Overview

This trial is active, not recruiting.

Condition prostate cancer
Treatment mr-guided transurethral us ablation of prostate tissue
Phase phase 1
Sponsor Profound Medical Inc.
Start date March 2013
End date March 2014
Trial size 30 participants
Trial identifier NCT01686958, PMI-10246

Summary

This study is to evaluate that the MRI-guided transurethral ultrasound therapy system is safe and feasible to ablate prostate tissue in men with localized prostate cancer.

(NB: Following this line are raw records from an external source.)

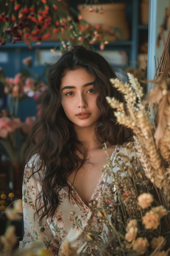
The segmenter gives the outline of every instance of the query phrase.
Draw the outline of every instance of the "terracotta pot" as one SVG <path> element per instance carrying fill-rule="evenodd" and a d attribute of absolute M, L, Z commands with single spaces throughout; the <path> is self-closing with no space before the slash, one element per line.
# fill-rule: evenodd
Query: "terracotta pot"
<path fill-rule="evenodd" d="M 148 25 L 149 23 L 149 1 L 146 0 L 140 4 L 140 22 L 142 25 Z"/>
<path fill-rule="evenodd" d="M 100 25 L 104 29 L 104 33 L 108 41 L 113 42 L 117 40 L 124 40 L 129 39 L 129 30 L 126 19 L 125 7 L 124 3 L 105 4 L 102 4 L 104 13 L 96 13 L 96 5 L 87 4 L 83 9 L 82 4 L 77 5 L 77 9 L 83 19 L 91 24 L 95 28 Z M 89 12 L 90 7 L 94 11 Z M 99 9 L 100 7 L 98 7 Z M 101 32 L 99 30 L 98 32 Z"/>

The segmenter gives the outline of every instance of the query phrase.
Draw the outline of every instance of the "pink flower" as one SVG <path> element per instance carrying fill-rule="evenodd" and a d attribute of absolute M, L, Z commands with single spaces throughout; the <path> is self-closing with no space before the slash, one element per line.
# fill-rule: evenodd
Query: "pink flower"
<path fill-rule="evenodd" d="M 23 85 L 23 77 L 22 74 L 19 73 L 15 75 L 13 79 L 13 83 L 22 86 Z"/>
<path fill-rule="evenodd" d="M 32 90 L 35 85 L 35 80 L 33 78 L 29 77 L 27 78 L 25 83 L 25 86 L 24 87 L 24 91 L 27 92 L 29 90 Z"/>
<path fill-rule="evenodd" d="M 7 138 L 8 135 L 8 131 L 5 128 L 2 128 L 0 130 L 0 137 L 5 139 Z"/>
<path fill-rule="evenodd" d="M 7 124 L 10 121 L 11 119 L 6 117 L 0 118 L 0 129 L 3 128 L 7 128 Z"/>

United States No locations recruiting
Other Countries No locations recruiting

Study Design

Endpoint classification safety/efficacy study
Intervention model single group assignment
Masking open label
Primary purpose treatment
Arm
(Experimental)
MR-Guided Transurethral US Ablation of Prostate Tissue
mr-guided transurethral us ablation of prostate tissue Prostate Ablation Device: PAD-105
The technology is developed to treat patients with organ confined prostate cancer. The therapeutic endpoint of this technology is thermal coagulation of prostate tissue.

Primary Outcomes

Measure
Evaluate the frequency and severity of device / treatment related adverse events associated with the use of the investigational system to coagulate prostate tissue.
time frame: 12 months from the Treatment Date

Secondary Outcomes

Measure
Evaluate the effectiveness of the investigation system to thermally coagulate prostate tissue conforming to the target volume with a high degree of accuracy and precision.
time frame: 12 months from the Treatment Date

Eligibility Criteria

Male participants from 65 years up to 75 years old.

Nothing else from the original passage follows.